The column labels were created by similar code. Finally, I combined my 18 graphs (there names are in the local macro) and combined the results with the label graphs.

graph combine `graphs' ,colfirst cols(3) ycommon xcommon imargin(3 3 3 3) b1title("\$ B_w \$") l1title("Density")
graph rename simulations, replace
graph combine sizelabels.gph condlabels.gph simulations, imargin(0 0 0 0) cols(2) holes(1)

Can anyone of you think of a more elegant way to achieve this result?

Matrix Graph in Stata

 

Apr 262012
 

For our piece on distance effects in English elections we geocoded the addresses of hundreds of candidates. For the un-initiated: Geocoding is the fine art of converting addresses into geographical coordinates (longitude and latitude). Thanks to Google and some other providers like OpenStreeMap, this is now a relatively painless process. But when one needs more than a few addresses geocoded, one does not rely on pointing-and-clicking. One needs an API, i.e. a software library that makes the service accessible through R, Python or some other programming language.

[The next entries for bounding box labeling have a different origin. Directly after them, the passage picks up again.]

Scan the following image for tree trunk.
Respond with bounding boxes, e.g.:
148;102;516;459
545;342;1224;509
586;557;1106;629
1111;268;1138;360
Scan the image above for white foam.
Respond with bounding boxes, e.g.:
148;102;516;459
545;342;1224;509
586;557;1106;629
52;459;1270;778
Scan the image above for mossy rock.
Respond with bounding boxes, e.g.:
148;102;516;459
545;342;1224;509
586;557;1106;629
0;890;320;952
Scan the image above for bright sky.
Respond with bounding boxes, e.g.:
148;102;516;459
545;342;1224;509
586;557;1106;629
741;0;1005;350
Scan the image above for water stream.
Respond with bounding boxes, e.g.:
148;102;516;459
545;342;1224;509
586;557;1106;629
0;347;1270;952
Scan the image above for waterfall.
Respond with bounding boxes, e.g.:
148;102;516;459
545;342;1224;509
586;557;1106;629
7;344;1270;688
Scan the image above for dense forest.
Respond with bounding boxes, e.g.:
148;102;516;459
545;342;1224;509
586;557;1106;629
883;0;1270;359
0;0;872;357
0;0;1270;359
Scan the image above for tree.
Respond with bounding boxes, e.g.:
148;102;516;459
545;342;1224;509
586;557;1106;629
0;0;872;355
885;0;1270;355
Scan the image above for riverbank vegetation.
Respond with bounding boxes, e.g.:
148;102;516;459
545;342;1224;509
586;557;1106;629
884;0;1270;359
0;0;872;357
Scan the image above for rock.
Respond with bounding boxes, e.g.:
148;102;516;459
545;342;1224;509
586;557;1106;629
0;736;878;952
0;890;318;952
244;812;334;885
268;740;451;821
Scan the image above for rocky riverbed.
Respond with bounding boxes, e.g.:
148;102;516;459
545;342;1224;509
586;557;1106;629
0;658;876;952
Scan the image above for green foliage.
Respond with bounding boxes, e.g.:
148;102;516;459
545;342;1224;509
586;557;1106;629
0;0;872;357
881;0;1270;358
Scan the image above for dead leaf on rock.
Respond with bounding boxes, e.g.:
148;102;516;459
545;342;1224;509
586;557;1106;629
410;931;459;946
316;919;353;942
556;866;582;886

The upside is that I learned a bit about the wonders of Python in general and the charms of geopy in particular. The downside is that writing a simple script that takes a number of strings from a Stata file, converts them into coordinates and gets them back into Stata took longer than I ever thought possible. Just now, I’ve learned about a possible shortcut (via the excellent data monkey blog): geocode is a user-written Stata command that takes a variable containing address strings and returns two new variables containing the latitude/longitude information. Now that would have been a bit of a time-saver. You can install geocode by typing

net from http://www.stata-journal.com/software/sj11-1
net install dm0053

There is, however, one potential drawback: Google limits the number of free queries per day (and possibly per minute). Via Python, you can easily stagger your requests, and you can also use an API key that is supposed to give you a bigger quota. Geocoding a large number of addresses from Stata in one go, on the other hand, will probably result in an equally large number of parsing errors.